A major advantage of the SELDI process is the chromatographic separation step. While liquid chromatography-mass spectrometry (LC-MS) is based on the elution of analytes in the separated sample, separation in SELDI is based on retention. Any sample components that interfere with analytical measurements, such as salts, detergents, and buffers, are washed away before analysis with mass spectrometry. Only the analytes that are bound to the surface are analyzed, reducing the overall complexity of the sample. As a result, there is an increased probability of detecting analytes that are present in lower concentrations.[12] Because of the initial separation step, protein profiles can be obtained from samples of as few as 25-50 cells.
In biological applications, SELDI-TOF-MS has a major advantage in that the technique does not require the use of radioactive isotopes. Furthermore, an assay can be sampled at multiple time points during an experiment. Additionally, in proteomics, the biomarker discovery, identification, and validation steps can all be done on the SELDI surface.

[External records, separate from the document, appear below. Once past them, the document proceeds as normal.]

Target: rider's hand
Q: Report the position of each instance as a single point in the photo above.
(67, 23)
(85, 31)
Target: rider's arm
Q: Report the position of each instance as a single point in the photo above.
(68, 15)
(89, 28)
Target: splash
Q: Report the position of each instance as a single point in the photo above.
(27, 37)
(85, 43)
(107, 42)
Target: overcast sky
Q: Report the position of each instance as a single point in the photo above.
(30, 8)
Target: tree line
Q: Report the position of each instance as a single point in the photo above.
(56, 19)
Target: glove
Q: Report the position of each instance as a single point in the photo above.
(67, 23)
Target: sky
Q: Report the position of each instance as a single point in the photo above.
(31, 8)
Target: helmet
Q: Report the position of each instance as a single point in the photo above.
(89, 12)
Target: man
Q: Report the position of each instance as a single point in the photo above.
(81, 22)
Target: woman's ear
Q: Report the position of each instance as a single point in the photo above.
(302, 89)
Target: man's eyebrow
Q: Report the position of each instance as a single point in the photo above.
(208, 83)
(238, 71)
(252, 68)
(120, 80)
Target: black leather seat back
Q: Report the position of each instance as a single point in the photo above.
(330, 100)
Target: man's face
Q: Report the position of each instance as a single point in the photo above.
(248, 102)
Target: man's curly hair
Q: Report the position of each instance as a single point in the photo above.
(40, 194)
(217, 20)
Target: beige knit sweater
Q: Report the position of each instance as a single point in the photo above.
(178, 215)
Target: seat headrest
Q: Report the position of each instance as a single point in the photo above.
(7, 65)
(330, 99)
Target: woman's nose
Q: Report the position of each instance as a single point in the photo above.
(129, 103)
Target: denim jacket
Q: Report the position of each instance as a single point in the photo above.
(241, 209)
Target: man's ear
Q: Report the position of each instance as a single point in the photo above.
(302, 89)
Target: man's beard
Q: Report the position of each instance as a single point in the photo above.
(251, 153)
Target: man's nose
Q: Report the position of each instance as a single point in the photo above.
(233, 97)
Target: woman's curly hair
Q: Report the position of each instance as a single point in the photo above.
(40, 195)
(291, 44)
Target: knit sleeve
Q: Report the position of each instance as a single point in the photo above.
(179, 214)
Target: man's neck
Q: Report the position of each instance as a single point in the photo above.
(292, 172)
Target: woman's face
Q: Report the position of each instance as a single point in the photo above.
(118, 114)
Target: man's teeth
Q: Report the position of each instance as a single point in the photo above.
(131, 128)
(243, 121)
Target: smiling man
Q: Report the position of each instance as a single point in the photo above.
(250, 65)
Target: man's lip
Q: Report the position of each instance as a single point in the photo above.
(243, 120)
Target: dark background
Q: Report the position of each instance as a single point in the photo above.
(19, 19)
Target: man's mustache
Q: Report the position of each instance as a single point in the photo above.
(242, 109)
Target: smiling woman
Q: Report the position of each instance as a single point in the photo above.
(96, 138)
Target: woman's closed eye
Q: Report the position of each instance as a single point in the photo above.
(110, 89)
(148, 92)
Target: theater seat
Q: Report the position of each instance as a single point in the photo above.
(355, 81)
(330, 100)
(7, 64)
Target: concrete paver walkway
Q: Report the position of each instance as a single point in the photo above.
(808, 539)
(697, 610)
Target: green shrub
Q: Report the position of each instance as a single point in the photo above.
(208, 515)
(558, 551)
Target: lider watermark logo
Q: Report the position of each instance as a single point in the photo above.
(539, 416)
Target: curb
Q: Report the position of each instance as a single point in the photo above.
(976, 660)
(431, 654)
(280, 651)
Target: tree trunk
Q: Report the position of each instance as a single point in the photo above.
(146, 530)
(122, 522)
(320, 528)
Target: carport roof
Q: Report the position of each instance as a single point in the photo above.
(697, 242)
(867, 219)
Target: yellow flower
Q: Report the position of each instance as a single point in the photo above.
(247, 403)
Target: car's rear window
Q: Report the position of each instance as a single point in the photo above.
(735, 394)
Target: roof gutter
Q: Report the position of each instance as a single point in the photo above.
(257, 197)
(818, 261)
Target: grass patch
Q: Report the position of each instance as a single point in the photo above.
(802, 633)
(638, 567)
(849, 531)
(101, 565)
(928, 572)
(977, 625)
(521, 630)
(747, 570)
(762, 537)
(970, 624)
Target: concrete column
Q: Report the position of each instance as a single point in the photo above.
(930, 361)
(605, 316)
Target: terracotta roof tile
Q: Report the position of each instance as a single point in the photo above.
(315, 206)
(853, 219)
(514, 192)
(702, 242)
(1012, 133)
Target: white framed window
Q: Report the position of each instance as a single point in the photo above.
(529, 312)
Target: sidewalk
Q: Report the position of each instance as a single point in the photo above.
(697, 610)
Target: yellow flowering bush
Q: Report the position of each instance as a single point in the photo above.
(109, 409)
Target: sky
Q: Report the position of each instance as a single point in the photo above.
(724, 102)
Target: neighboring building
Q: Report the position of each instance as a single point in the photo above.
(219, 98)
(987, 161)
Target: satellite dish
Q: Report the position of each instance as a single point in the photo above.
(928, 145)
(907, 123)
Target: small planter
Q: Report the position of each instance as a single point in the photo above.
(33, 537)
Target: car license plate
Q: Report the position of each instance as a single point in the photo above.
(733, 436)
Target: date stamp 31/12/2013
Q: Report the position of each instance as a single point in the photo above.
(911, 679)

SELDI is often criticized for its reproducibility due to differences in the mass spectra obtained when using different batches of chip surfaces. While the method has been successful with analyzing low molecular weight proteins, consistent results have not been obtained when analyzing high molecular weight proteins. There also exists a potential for sample bias, as nonspecific absorption matrices favor the binding of analytes with higher abundances in the sample at the expense of less abundant analytes. While SELDI-TOF-MS has detection limits in the femtomolar range, the baseline signal in the spectra varies and noise due to the matrix is maximal below 2000 Da, with Ciphergen Biosystems suggesting to ignore spectral peaks below 2000 Da.[13]